Better Business

Robb Hicken: Guard your medical identity to protect your money, health

Chief storyteller for the Better Business Bureau serving the Snake River RegionFebruary 19, 2014 

You’d never leave your Social Security card lying about for anyone to see. You’d never give your bank account or credit card numbers over the telephone to a stranger. You guard your driver’s license impeccably.

But more than 1.8 million people had their medical insurance information stolen in 2013, and more are expected to become victims of medical identity theft this year

Medical identity theft happens when someone misuses your personal identity or health insurance information to get medical services. Unlike traditional identity theft, it doesn’t require a Social Security number. All that’s needed is your name, date of birth and address. It happens frequently in the emergency room, where a hospital has to take in any emergency patient with little opportunity to verify the patient’s billing information.

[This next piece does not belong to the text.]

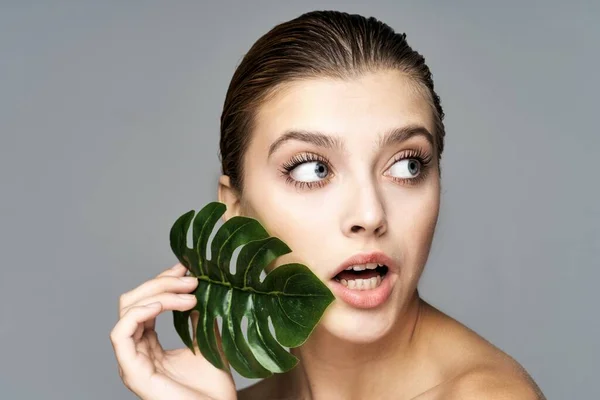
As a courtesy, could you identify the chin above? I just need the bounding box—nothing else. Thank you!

While medical identity theft losses fall mostly on the health care industry and government, the research organization Poneman Institute says about 36 percent of victims in 2013 suffered out-of-pocket costs on average of $18,660 for repayments for services, legal fees and identity protection services.

Financial losses are only one problem. If you are a victim, you’ll be asked by the hospital’s billing department, Medicare or your insurer to prove you did not receive treatment. That may take months or years, and mixed medical data could cost you your life.

When people illegally use your medical identity, they also add to your medical history. The Internet makes a patient’s prior information available and updatable from anywhere in the country. A thief gets a prescription drug, treatment for a disease, a surgery or anything else and suddenly it’s on your medical record. That can interfere with your pharmacy, with diagnoses of illness and with treatment in an emergency.


• Protect your health insurance information and related paperwork, just as you would protect your financial identity information. Do not carry insurance cards with you unless needed for that particular day. Store them in a safe place.

• Check with your health insurer regularly to make sure your records do not show payments for medical services you never received.

• Avoid offers of “free” or “low-cost medical services” that ask for health insurance details or other sensitive information unless you check into the provider first.

If you find out you are a victim of medical identity theft, file a report with your local police department. Tell police all the information you know. Next, talk with the hospital or urgent care center that provided treatment, giving them proof you were not treated.

Contact your insurance provider or Medicare and obtain an update on your insurance billing information. Make sure to detail in writing how you discovered the theft and the dates you began researching it. Some medical providers require forms, but it’s a good idea to write down what happened and keep a copy.